This week in Parashat Sh’mot, God appears to Moses in the burning bush and demands that he see Pharaoh and free the Israelites from Egypt. Naturally, Moses’s response to this otherworldly and unexpected instruction is “Who am I that I should go?” (Exodus 3:11). Who wouldn’t respond with: “Why me?” or “Are you sure that I’m the right person?” or “I don’t know if I’m exactly qualified for this position.”
Now that we are starting a new calendar year, it is the perfect time for some resolutions: to eradicate self-doubt and acknowledge our greatness, accept new challenges and take on responsibility, and do the best we can with the power we have been given in this life.
Rabbi and commentator Hezekiah ben Manoah translates this excerpt from Exodus as Moses asking “what distinguishes me?” Instead of asking what makes us qualified, know we would not have been asked if someone did not see something in us that we may not see ourselves. It is easy to get bogged down by our own negativity bias, the easily incessant nature and power of negative self-talk. Let us flip the switch this year, combating unfounded self-critique and affirming the fantastic qualities we all bring to the table. Step up to the plate this year knowing that each and every one of us—including ourselves—is deserving, for we are miraculous, resilient, intelligent, and talented.
As we work to finally see ourselves in the way others look up to our successes and talents, we shall accept responsibility and take on new challenges. The unknown or the possibility of failure may remain scary—this is a natural instinct—but let us fall back on our impressive strengths this year and remember that we can and we will always be okay. When Moses asked, “why me?” God responded with “I will be with you” (Exodus 3:12). While we may not be able to get verbal reassurance from God like Moses did, we carry with us an inspiring and reassuring history of strong, capable Jewish women—of which we are also a part. Success may not come easily or be guaranteed, but by taking on more responsibility, accepting positions of leadership, and carrying on despite the challenges ahead, we will grow into ourselves, expand the knowledge and skills we already have, and learn from any potential failure. This year, let’s remember that we are up to the task; and not only are we up to it, but we are also incredibly capable of tackling the unknown.

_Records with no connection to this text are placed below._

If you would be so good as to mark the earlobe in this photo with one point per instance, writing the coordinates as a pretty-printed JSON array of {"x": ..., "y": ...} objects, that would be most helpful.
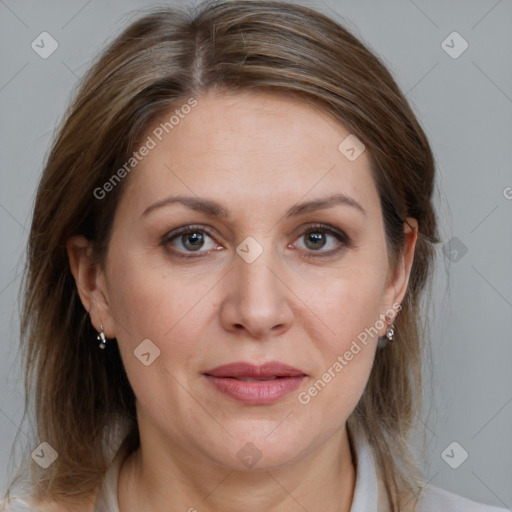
[{"x": 90, "y": 282}]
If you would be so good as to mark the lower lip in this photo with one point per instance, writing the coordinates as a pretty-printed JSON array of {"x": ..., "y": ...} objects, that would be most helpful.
[{"x": 261, "y": 392}]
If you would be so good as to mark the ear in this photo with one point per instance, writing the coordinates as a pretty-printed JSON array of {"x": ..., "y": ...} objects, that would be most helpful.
[
  {"x": 396, "y": 286},
  {"x": 91, "y": 284}
]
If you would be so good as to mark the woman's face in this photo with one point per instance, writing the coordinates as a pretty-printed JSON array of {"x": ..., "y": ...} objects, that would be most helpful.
[{"x": 247, "y": 238}]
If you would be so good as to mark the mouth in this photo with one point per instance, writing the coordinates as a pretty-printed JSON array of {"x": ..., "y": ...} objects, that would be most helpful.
[{"x": 255, "y": 384}]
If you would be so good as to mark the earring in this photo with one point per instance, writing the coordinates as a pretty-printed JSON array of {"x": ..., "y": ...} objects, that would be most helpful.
[
  {"x": 390, "y": 334},
  {"x": 101, "y": 337}
]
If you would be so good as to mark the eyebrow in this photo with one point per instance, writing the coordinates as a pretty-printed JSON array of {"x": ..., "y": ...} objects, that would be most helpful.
[{"x": 214, "y": 209}]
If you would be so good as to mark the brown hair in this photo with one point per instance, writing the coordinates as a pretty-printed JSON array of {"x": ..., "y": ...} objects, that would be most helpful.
[{"x": 156, "y": 64}]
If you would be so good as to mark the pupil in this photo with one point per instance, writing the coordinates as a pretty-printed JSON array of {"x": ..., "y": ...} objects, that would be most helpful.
[
  {"x": 193, "y": 240},
  {"x": 318, "y": 240}
]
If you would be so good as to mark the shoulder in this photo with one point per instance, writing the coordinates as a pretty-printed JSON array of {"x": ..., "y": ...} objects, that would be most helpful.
[{"x": 434, "y": 499}]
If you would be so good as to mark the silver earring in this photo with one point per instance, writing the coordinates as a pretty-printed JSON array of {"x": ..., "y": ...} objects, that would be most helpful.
[
  {"x": 390, "y": 334},
  {"x": 101, "y": 337}
]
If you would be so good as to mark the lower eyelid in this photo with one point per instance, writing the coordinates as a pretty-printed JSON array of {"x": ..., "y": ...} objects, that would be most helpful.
[{"x": 341, "y": 238}]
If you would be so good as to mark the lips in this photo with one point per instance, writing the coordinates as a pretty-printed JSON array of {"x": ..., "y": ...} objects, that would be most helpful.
[{"x": 255, "y": 384}]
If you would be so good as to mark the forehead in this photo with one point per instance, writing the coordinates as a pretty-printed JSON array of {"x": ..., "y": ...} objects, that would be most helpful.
[{"x": 249, "y": 149}]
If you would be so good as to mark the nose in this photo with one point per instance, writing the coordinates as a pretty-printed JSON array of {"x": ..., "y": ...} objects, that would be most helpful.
[{"x": 257, "y": 302}]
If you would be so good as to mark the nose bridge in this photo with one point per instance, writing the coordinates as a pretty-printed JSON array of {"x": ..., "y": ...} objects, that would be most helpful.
[
  {"x": 253, "y": 263},
  {"x": 256, "y": 299}
]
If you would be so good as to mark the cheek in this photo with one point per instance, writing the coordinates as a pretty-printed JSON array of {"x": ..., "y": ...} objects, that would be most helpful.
[{"x": 152, "y": 302}]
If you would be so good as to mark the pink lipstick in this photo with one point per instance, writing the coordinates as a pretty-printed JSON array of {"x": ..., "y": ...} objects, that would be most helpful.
[{"x": 256, "y": 384}]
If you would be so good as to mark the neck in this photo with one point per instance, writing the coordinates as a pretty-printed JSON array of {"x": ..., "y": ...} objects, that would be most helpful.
[{"x": 152, "y": 479}]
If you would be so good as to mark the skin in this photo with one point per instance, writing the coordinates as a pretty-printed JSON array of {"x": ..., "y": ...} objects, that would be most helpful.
[{"x": 257, "y": 155}]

As we fully embrace our greatness and capacity for responsibility, let us do our best and bring more good into the world this year. In Parashat Sh’mot, Moses was ushered and encouraged to change the course of history by “go[ing] to Pharaoh and free[ing] the Israelites from Egypt” (Exodus 3:11). Many Jewish women in history have used their talents and influence to bring good to their sisters and the world around them:
- Emma Goldman - an activist and organizer who rallied for freedom, birth control, and education
- Bella Abzug - a leader of the women’s rights movement in the 1970s who helped to pass the Equal Rights Amendment
- Emma Lazarus - whose outstanding ability with words fought for justice and became engraved on the Statue of Liberty
- Ruth Bader Ginsburg - former Associate Justice of the Supreme Court, who never stopped fighting for equality and women’s rights
- Hedy Lamarr - who not only advocated for female sexual empowerment but was also a multi-talented, genius inventor
- Hannah Szenes - she helped to evacuate Jews from Hungary during the Holocaust
One day, our names and the names of our sisters may be remembered among those of which we have heard their legacy. Hannah Szenes once said: “There are stars whose radiance is visible on Earth though they have long been extinct. There are people whose brilliance continues to light the world even though they are no longer among the living . . . They light the way for humankind.” If we have not done so already, let’s spend this year becoming as radiant as those stars and as brilliant as those we remember. Let’s find confidence in ourselves, supported by the history that precedes us and the world we will leave for those we love. Let’s seek opportunities to bring good into the world and light the way for others.
While we embark on this year of assuredness, confidence, and responsibility, may we remember the words of activist Gloria Steinem: “Any woman who chooses to behave like a full human being should be warned that the armies of the status quo will treat her as something of a dirty joke. That’s their natural and first weapon. She will need her sisterhood.” As Women of Reform Judaism, may we remember to support one another as we invest in ourselves. Let us encourage each other to behave like full human beings and be emboldened to be our full selves this year.